In The Majestic, 166 U.S. 375, 17 S. Ct. 597, 41 L. Ed. 1039 (1897), the Supreme Court held a limitation provision on the back of a ticket not binding on a passenger because it was "a mere notice." The Court held that the conditions "were not included in the contract proper, in terms or by reference," and, therefore, could not be given any effect without being brought to the passengers' attention. 166 U.S. at 385, 17 S. Ct. at 601. Although this case has been followed in a number of subsequent cases, see, e.g., Silvestri v. Italia Societa Per Azioni Di Navigazione, 388 F.2d 11 (2d Cir.1968), other courts have found that where the front of the passage ticket contains conspicuously placed legends purporting to incorporate into the passage contract the conditions on the ticket's back, the conditions will be enforced. For example, in Geller v. Holland-America Lines, 298 F.2d 618 (2d Cir.1962), a time limitation requiring an action for personal injuries to be brought within one year was held to bar an action brought more than a year after the injury, even though the ticket in that case was collected at the time of embarkation. Similarly, in DeNicola v. Cunard Line Ltd., 642 F.2d 5 (1st Cir.1981), a restriction requiring personal injury actions to be brought within one year was upheld because "the defendant had done all it reasonably could to warn of both [the conditions'] existence and their importance." Id. at 11. See also Miller v. Lykes Bros. S.S. Co., 467 F.2d 464 (5th Cir.1972).

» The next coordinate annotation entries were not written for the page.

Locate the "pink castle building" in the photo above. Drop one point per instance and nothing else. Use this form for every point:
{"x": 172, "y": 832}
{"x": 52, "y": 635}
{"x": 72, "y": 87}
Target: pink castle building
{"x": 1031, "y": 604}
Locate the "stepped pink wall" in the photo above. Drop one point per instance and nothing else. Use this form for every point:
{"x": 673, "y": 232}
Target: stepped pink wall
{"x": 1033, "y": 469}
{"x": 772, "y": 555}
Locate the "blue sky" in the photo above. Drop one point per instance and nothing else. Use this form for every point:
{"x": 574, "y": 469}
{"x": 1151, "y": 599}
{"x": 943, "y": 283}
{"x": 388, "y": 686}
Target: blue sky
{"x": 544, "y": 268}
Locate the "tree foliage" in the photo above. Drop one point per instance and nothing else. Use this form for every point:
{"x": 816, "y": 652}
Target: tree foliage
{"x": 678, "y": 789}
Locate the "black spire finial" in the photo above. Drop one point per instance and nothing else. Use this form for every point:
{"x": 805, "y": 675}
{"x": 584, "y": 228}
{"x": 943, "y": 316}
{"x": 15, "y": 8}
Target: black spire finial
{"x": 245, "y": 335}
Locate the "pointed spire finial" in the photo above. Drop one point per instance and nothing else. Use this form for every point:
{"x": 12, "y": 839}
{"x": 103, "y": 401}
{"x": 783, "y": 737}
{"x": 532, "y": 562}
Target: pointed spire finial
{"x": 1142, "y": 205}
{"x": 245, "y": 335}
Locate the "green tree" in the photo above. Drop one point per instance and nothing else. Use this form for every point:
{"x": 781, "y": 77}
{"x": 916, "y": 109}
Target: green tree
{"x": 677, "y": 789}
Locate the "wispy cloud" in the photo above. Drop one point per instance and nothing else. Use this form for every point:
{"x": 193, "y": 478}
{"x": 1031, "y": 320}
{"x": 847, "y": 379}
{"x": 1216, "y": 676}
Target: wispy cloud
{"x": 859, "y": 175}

Only one reported case in this district has been found relating to this issue. In The City of Norfolk, 13 F. Supp. 511 (D.Md. 1936), steamship passengers brought an action for damage to their baggage in an amount in excess of the limitation of liability stated on the reverse of the passenger ticket. The front of the ticket directed the passenger to the back, where the conditions were continued. In rejecting the passengers' claim that the limitation did not bind them because it was never brought to their attention and not actually known by them, the court stated:
*24 "In my opinion the clause limiting the amount of liability on the tickets here involved was a part of the contract and not a mere notice to the passengers, and the case is, therefore, not governed by the rule of The Majestic. Nor is it a sound objection to this conclusion that the particular condition happened to be printed on the back of the ticket (there not being space on the face for the inclusion of all the contract terms), as the attention of the ticket holder was appropriately called to the continuation of the contract terms by the wording on the face of the ticket."
The defendant in this case called attention to the contract conditions by inserting legends on the front of the ticket and in the brochure given to passengers upon embarkation. There is little more that the defendant could have done to call the contract conditions to the attention of the passengers and to impress upon them their importance. These references were adequate to incorporate the limitation and venue provisions into the passage contract.
It is not disputed that the injury involved here occurred on January 1, 1982. This action, however, was not filed until February 29, 1984, over two years after the date of the injury. Under paragraph 7 of the ticket contract, the limitations provision that a suit must be commenced within one year from the date of injury, this action cannot be maintained.
For the reasons set forth above, it is this 13th day of September, 1984, by the United States District Court for the District of Maryland, ORDERED:
1. That the Motion to Dismiss for Lack of Personal Jurisdiction filed by Carnival Cruise Lines, Inc. be, and the same is hereby, DENIED.
2. That the Motion to Dismiss for failure to state a claim due to contractual limitations be, and the same is hereby, GRANTED.